There are problems there, but there are problems here too. There is good and bad in all countries, and I think you have to prioritise what is right for YOU and your family at this time in your life (realistically!). All governments are full of cr@p at the best of times, so they are no indicator of whether to move there (unless it's run by a dictator like Mugabe of course!).


BUT... I do believe everything in life is what YOU make of it. Whether it be emigrating to another country, or starting a new business or relationship. It's worth taking the risk. I am glad I am here as this is the right place for us at this time, but I will be glad when we move back to South Africa, as we'll be entering a new and exciting phase of our lives then :)

Sunday 8 February 2009

Greetings this (not so) new year of 2009!


Leopard

Hello all! We are back from our holiday in South Africa... had a wonderful time and have loads of stories to share... and I have started with these fine cats from the Kruger National park in Mpumalanga! I don't know why they're all facing left - I just noticed that...
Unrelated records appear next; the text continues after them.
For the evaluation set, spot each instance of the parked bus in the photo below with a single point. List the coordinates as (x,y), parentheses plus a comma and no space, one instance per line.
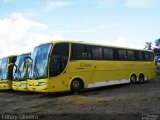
(6,72)
(65,65)
(20,73)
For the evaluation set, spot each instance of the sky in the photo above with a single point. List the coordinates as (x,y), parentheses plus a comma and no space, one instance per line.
(25,24)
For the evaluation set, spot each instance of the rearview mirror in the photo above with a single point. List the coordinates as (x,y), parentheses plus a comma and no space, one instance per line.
(10,65)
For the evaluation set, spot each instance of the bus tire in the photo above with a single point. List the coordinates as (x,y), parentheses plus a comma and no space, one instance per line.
(141,78)
(77,85)
(133,79)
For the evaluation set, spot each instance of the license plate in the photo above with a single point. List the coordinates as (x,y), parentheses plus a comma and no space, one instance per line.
(33,89)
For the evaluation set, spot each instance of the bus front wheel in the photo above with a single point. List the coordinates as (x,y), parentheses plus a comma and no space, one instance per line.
(77,85)
(141,78)
(133,79)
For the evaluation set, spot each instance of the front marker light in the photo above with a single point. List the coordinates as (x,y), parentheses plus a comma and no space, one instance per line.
(42,83)
(23,84)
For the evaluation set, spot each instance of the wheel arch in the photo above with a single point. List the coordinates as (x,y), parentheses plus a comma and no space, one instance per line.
(79,78)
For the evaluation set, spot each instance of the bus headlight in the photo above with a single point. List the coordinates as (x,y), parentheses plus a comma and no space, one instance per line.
(23,84)
(42,83)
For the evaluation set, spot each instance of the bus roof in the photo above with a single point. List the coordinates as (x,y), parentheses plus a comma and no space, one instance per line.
(81,42)
(9,56)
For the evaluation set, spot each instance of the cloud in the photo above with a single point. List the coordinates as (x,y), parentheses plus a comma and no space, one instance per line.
(141,3)
(114,25)
(19,34)
(122,42)
(58,4)
(7,1)
(107,3)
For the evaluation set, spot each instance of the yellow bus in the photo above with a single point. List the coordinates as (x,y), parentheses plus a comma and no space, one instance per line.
(67,65)
(20,74)
(6,72)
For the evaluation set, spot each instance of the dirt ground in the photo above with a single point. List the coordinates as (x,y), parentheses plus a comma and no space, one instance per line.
(120,102)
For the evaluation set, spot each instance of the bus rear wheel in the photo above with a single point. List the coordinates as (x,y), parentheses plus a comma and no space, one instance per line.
(133,79)
(77,85)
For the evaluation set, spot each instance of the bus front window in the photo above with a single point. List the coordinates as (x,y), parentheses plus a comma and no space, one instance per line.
(59,59)
(17,73)
(4,64)
(39,67)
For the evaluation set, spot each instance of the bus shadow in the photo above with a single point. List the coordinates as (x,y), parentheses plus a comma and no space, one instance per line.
(90,91)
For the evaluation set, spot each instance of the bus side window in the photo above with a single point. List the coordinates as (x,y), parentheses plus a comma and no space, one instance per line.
(58,59)
(122,54)
(96,53)
(80,52)
(131,55)
(108,53)
(146,56)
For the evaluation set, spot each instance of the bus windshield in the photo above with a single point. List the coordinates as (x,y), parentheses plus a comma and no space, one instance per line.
(18,74)
(3,74)
(39,69)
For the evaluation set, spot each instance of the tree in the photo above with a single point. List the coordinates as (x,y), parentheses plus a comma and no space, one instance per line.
(148,46)
(157,43)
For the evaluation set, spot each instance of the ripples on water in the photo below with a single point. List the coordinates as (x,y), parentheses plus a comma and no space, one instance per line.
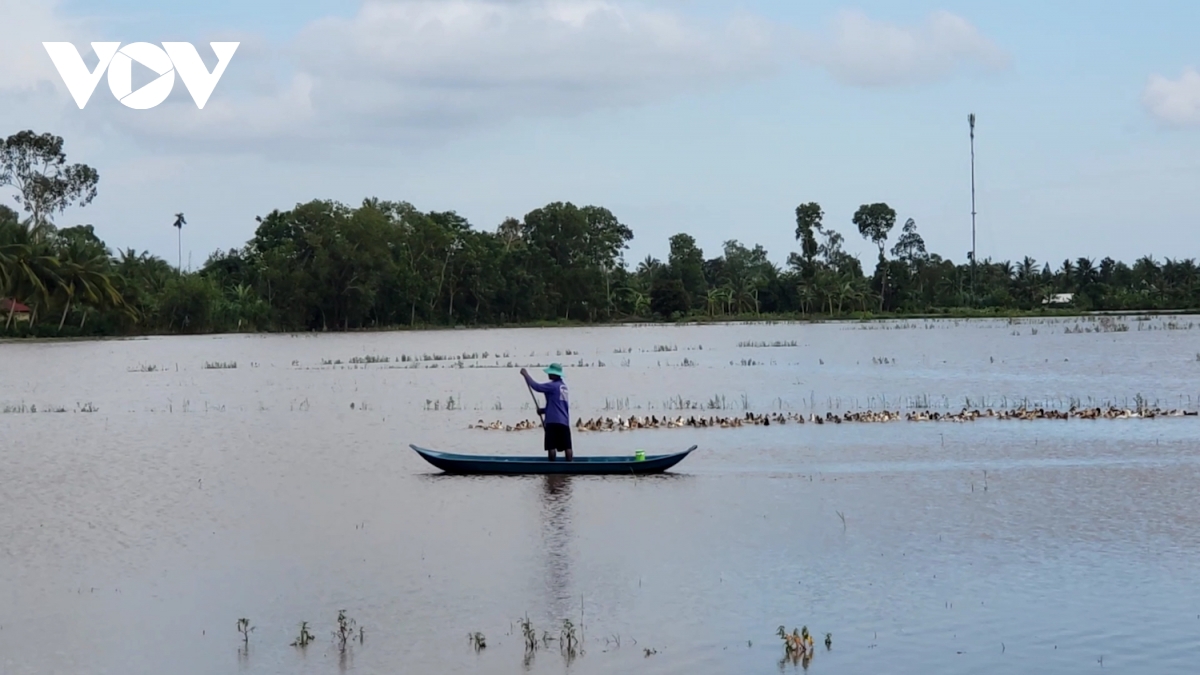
(137,535)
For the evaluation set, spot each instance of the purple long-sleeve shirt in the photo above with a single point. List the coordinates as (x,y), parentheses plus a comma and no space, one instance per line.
(557,410)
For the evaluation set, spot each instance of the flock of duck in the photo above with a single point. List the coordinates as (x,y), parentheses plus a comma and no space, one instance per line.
(619,423)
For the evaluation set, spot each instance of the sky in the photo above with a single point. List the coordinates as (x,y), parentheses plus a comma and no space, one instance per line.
(711,118)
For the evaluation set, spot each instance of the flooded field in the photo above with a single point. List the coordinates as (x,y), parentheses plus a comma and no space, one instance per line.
(157,490)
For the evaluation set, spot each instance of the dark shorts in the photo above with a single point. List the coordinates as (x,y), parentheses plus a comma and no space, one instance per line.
(558,437)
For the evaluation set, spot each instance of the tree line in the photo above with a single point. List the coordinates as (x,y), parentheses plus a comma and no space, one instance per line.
(327,266)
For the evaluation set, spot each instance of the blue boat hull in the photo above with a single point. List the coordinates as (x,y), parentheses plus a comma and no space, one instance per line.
(610,465)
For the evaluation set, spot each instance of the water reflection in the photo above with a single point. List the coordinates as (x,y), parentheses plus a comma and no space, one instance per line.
(556,538)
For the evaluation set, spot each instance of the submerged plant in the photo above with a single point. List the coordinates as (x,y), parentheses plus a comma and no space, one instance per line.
(568,641)
(245,628)
(529,633)
(345,631)
(305,635)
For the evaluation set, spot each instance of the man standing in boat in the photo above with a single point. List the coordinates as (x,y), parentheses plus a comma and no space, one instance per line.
(557,412)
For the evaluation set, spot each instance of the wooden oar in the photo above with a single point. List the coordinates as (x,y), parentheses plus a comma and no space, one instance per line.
(540,417)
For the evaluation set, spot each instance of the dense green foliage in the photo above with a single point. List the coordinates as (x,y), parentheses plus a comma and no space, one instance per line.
(325,266)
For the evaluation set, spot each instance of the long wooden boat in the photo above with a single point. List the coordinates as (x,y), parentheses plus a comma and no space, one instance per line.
(627,465)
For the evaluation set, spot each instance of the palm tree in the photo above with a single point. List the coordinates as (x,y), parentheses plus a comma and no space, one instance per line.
(88,275)
(28,270)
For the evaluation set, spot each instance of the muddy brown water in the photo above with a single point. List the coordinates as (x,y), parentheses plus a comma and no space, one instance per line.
(135,536)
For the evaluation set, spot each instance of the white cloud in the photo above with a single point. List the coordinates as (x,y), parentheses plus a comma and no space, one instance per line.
(1175,102)
(24,64)
(865,52)
(427,69)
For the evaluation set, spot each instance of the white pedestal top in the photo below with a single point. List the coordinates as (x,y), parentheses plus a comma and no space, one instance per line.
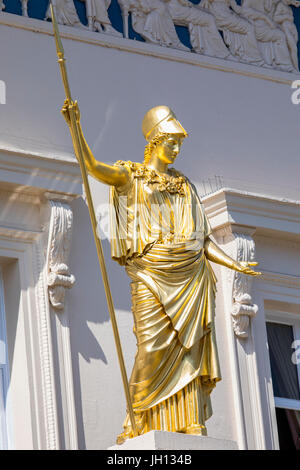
(161,440)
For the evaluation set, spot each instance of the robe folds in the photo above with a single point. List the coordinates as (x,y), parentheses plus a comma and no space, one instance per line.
(158,228)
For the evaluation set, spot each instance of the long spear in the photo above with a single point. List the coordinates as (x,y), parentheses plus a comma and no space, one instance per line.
(80,157)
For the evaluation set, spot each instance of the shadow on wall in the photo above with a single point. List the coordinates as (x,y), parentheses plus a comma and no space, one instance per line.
(87,299)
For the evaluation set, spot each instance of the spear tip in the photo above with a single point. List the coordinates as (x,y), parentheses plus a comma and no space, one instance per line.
(59,46)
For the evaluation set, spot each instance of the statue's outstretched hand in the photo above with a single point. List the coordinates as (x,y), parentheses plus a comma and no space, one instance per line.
(65,110)
(245,268)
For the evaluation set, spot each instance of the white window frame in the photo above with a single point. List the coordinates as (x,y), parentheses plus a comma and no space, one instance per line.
(289,319)
(5,434)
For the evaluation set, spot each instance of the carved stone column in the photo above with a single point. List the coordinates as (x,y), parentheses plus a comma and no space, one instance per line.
(243,308)
(58,279)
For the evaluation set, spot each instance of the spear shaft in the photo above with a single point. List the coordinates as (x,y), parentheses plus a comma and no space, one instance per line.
(80,157)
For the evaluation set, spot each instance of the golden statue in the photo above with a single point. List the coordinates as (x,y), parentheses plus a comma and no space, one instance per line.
(160,233)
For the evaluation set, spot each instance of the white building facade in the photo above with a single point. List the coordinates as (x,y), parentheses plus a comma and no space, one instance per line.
(60,385)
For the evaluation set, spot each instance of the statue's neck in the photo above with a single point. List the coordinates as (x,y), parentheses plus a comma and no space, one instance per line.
(157,164)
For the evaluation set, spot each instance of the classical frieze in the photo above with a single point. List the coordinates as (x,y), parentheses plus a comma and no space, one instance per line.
(256,32)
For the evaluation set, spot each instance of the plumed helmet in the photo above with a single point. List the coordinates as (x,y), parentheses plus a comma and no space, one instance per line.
(161,119)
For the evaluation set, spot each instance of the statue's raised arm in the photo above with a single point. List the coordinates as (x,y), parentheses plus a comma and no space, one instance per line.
(109,174)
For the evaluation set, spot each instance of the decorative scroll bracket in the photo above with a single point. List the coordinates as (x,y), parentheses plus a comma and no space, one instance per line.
(59,243)
(243,308)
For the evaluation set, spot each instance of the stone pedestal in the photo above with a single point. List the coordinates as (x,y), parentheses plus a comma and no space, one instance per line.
(161,440)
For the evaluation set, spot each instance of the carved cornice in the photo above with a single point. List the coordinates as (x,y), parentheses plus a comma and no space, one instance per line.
(136,47)
(269,215)
(59,244)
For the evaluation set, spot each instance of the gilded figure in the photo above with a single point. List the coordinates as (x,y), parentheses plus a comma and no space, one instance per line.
(161,234)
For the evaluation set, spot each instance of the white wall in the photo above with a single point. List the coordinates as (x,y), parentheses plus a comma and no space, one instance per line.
(241,126)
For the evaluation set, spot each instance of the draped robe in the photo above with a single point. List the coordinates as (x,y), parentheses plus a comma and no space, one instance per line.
(158,228)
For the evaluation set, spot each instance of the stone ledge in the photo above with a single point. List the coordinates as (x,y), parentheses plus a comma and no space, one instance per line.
(161,440)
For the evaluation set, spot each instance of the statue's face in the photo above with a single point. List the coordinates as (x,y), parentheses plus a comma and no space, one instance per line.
(168,150)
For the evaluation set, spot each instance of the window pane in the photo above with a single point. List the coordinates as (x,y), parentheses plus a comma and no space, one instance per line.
(284,371)
(288,424)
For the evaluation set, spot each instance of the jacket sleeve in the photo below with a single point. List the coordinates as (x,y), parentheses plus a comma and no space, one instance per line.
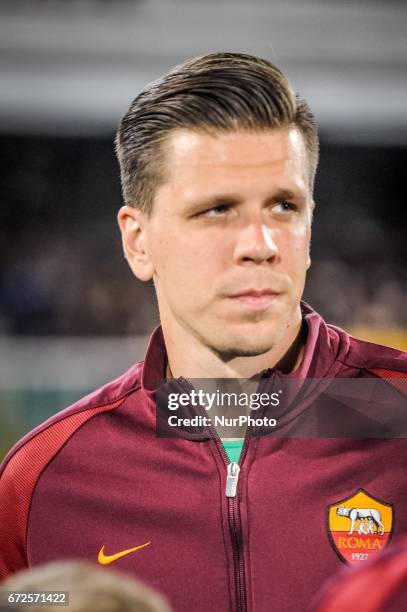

This leopard was hiding in some bushes to the right of the road we were travelling on. My husband had a spotter light with him and he saw him. Colour is funny as we didn't have a decent flash with us. We took video footage too.

We were on a sunset drive, just us too and two guides - so spoilt! We exchanged lots of stories and had fantastic chats with the guides about their homelife, what their job means to them (these guys are keen conservationists who have a genuine love of the animals and flora and fauna etc.), what their vision was for the future - for them personally, and the country etc. A very special time indeed.

We were really spoilt this time in Kruger (were there for 5 days), we saw 3 leopard! Saw loads of other animals, birds and insects, but seeing leopard is harder as they are so elusive, and we saw 3 in 2 days. Incredible!

Hubby saw all 3 before me (typical hehe), the first leopard was stalking some springbok across a road we were on (I was too busy photographing waterbuck behinds to see this unfortunately, happened too quickly to photograph), and the second leopard came through the reeds to the Lower Sabie River, for a drink. We were staying in tents on the river so had a great view of it. Too quick to photograph too though. The third leopard we saw was the one above. So special!
The colour on the leopard isn't great as we had the wrong flash with us, we got some lovely video footage though!


Lion

This lion was lazily enjoying the sunshine alongside a river. It was taken between Lower Sabie and Crocodile Bridge. There was another lion nearby. Self drive













This lovely cheetah was calmy walking parrallel to the road between Lower Sabie and Crocodile Bridge. Caused a right traffic jam! Self drive.